Ao Vivo [dentro da cabeça de alguém]
Em “Ao Vivo”, espetáculo dirigido por Marcio Abreu, Renata Sorrah utiliza seus 50 anos de carreira como força motriz para uma obra política e esteticamente contundente sobre as fraturas institucionais do Brasil. Rompendo com a narrativa dramática tradicional, a peça se constrói como um fluxo de memória onírico dentro da mente da atriz, originado de uma epifania vivida em 1974. Ao desconstruir “A Gaivota”, de Tchekhov, a montagem questiona o fracasso das vanguardas e o esgotamento das convenções burguesas.
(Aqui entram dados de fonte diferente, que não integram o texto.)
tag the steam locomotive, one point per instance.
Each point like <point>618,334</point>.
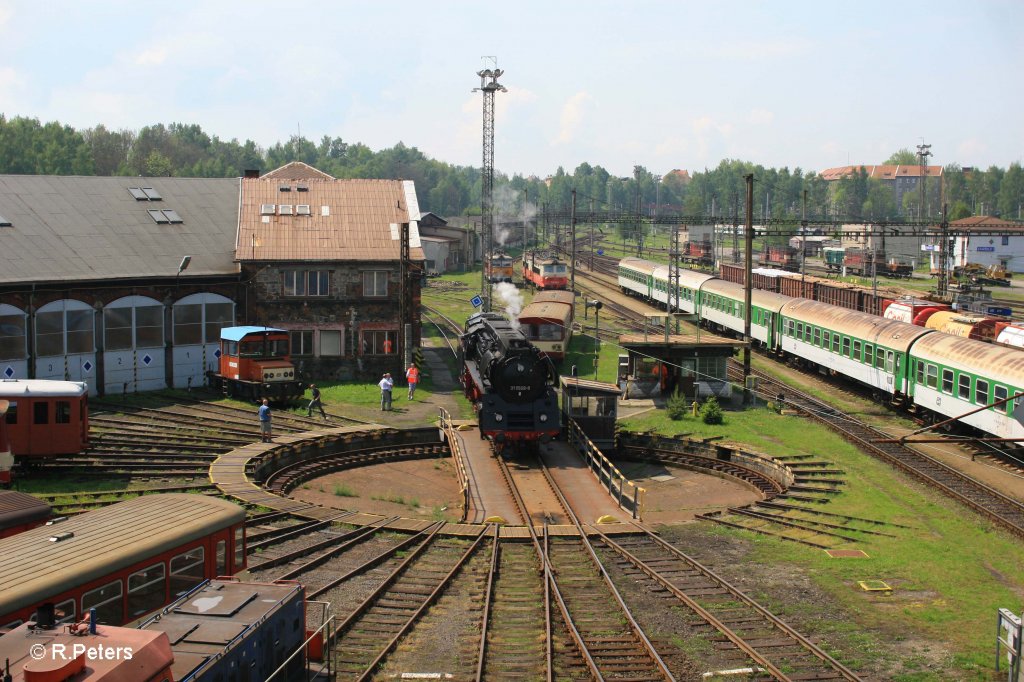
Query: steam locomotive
<point>509,382</point>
A encenação substitui o mero discurso teórico pela urgência dos corpos. Bixarte domina o espaço com uma presença vocal imponente, enquanto Rafael Bacelar usa a performance drag para expor o atrito entre a realidade e a identidade fabricada, quebrando frontalmente a passividade do espectador.
O ponto nevrálgico da dramaturgia é a subversão engenhosa do conceito de “lugar de fala”. Desafiando moralismos superficiais, a direção propõe uma troca de vozes: Sorrah (mulher branca, cisgênero e consagrada) discursa sobre a marginalização trans, enquanto Bixarte denuncia o etarismo e o descarte da mulher madura. Essa inversão obriga o público a confrontar a essência da exclusão de forma universal, independentemente de quem a enuncia.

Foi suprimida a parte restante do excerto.